Alcon created a committee of three independent directors in December 2008 to protect minority investors in transactions involving major shareholders. Novartis says its board nominees can vote in favor of the proposed acquisition of the publicly traded shares, a claim the committee disputes. Jimenez declined to say whether Novartis has held talks with the independent directors. Thomas Plaskett, chairman of the committee, said there may be “hope” of coming to an agreement with Novartis.
“Based on some of the signals that seem to be out there in the last few days perhaps there is hope of arriving at an agreed transaction,” Plaskett said in an interview at Alcon’s extraordinary general meeting in Zug, Switzerland.

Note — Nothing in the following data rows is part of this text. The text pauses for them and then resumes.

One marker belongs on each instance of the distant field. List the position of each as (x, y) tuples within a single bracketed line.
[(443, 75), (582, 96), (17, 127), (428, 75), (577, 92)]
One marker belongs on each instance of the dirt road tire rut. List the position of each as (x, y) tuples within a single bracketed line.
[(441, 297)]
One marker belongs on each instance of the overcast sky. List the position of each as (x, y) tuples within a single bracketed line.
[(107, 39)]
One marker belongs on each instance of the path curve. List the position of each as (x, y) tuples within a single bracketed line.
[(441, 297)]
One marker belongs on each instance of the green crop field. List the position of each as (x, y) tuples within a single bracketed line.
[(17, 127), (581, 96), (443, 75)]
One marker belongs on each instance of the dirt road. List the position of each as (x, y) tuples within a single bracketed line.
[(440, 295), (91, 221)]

“At the end of the day, Novartis has overpaid for Alcon and they’re now trying to play hardball,” Dominic Valder, an analyst at Evolution Securities in London, said in an interview Aug. 13. “It looks clear from Alcon’s articles of association that conflicted directors are not allowed to vote on the deal. I’m assuming they’ll have to bump up the offer by about 10 percent.”
The U.S. may grant antitrust approval “shortly” to acquire Nestle’s stake, Jimenez said.
Novartis is seeking to expand its share of the ophthalmology market and to diversify beyond drugs through its purchase of Alcon, the maker of Opti-Free contact lens cleaners, surgical equipment and drugs for the eye and ear.
After buying Alcon, Novartis doesn’t expect to make any large acquisitions in the near future, Jimenez said.
“What you will see is bolt-on acquisitions that will help us build scale of our non-pharma businesses,” he said. “That’s either generics or vaccines or over-the-counter drugs or, now, eye care. Even within pharma, if there are good pipelines to go after and good compounds that we want, then you’ll see us participate there.”